The United Nations regional economic commission expects this reduced dynamism to be widespread. Growth is forecast to decelerate in 24 of the region's 33 countries in 2026, while only seven are expected to see acceleration. Should the projection hold, the region will have recorded four consecutive years of growth rates hovering around 2.3% — a pattern that ECLAC says reveals a persistently low capacity for growth.

A More Restrictive International Context

ECLAC identifies deteriorating external conditions as one of the primary drivers behind the downward revision. During the first four months of this year, rising geopolitical tensions and ongoing conflict in the Middle East have amplified global uncertainty and fuelled volatility in financial and commodities markets.

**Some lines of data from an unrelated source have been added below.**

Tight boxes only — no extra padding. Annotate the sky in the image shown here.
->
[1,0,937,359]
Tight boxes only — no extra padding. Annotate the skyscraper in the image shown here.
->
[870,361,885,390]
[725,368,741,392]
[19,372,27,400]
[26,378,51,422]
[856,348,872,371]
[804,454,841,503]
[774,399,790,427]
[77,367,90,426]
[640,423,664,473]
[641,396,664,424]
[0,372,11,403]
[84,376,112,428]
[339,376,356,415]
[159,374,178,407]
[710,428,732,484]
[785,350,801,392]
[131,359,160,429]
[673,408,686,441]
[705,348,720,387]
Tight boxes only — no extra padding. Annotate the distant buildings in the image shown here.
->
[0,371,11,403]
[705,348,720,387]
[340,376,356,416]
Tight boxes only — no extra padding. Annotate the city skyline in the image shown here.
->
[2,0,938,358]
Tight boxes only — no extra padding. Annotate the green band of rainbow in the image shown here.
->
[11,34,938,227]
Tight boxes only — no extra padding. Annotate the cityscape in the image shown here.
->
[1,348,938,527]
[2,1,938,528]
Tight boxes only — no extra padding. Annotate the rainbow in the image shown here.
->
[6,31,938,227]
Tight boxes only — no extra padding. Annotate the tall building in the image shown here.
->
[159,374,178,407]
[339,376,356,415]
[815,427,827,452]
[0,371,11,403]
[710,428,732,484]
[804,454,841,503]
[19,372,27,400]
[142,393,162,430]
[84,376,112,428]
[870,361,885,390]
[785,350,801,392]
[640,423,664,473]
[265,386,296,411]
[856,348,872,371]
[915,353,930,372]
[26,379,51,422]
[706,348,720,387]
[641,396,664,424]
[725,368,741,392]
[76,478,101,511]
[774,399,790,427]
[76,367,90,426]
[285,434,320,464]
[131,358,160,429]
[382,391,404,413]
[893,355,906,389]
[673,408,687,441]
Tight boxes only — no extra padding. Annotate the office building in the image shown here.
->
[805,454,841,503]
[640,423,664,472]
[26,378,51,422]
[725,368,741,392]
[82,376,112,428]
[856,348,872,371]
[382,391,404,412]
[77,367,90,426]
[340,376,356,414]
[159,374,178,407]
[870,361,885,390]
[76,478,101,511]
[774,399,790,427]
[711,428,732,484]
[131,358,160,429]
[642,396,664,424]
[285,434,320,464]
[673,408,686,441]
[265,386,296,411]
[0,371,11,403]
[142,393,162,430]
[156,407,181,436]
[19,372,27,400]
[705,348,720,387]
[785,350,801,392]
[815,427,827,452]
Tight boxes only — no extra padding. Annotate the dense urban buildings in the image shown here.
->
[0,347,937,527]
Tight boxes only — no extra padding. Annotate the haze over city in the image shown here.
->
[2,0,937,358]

The average price of West Texas Intermediate crude oil during the first three weeks of April was 74% higher than the average recorded in December 2025, generating inflationary pressures and driving up production and transportation costs. Rising global food prices compounded the challenge, as did a slowdown in economic growth among some of the region's key trading partners — including the euro area, China, and India — alongside weaker international trade flows. The World Trade Organization forecasts global goods and services trade volumes will expand by just 2.7% in 2026, a sharp decline from the 4.7% growth recorded in 2025.

Facing higher inflation and diminished trade prospects, the world's major central banks have adopted more cautious monetary stances, maintaining financial conditions less favourable than what was anticipated at the close of last year.

Contained Domestic Demand

At the regional level, growth is expected to be constrained primarily by sluggish private consumption. Investment shows some signs of recovery but remains moderate across most countries. A deceleration in economic activity, particularly in the region's largest economies, was already evident in the second half of 2025 and has continued into 2026.

In step with the broader slowdown, employment across Latin American and Caribbean economies is projected to expand at a moderate pace of approximately 1.1% in 2026, down from 1.5% in 2025. Meanwhile, global inflationary pressures are expected to push the region's median inflation rate above 3% in 2026, compared with 2.4% in 2025. South American economies face particular pressure, with exchange rate volatility and the rising cost of imported inputs and transportation adding to inflationary concerns.

Heterogeneous Performance Across Countries and Subregions

Performance varies significantly across the region. Nine countries are projected to grow by 4% or more, eight are expected to expand between 3% and 4%, thirteen will grow below that threshold, and three economies are forecast to contract.

Remaining Risks

ECLAC cautions that the region's risk outlook includes several factors that could prompt further downward revisions to growth projections. These include the continuation of restrictive financial conditions, inflationary pressures stemming from elevated energy and food prices, volatility in international markets, and the vulnerability of individual economies to external shocks. Weakness in domestic demand across several economies adds further downside risk.

In some countries, structural factors — including external restrictions, limited policy space, and institutional weaknesses — pose additional threats to economic performance.

Structural Challenges

The current outlook underscores deep structural challenges facing the region: persistently low trend growth, high exposure to external shocks, and an ongoing need to strengthen domestic growth drivers. ECLAC emphasises that expanding domestic and external resource mobilisation, alongside stronger governance frameworks, will be essential to energising investment, boosting productivity, and building macroeconomic resilience in an increasingly uncertain global environment.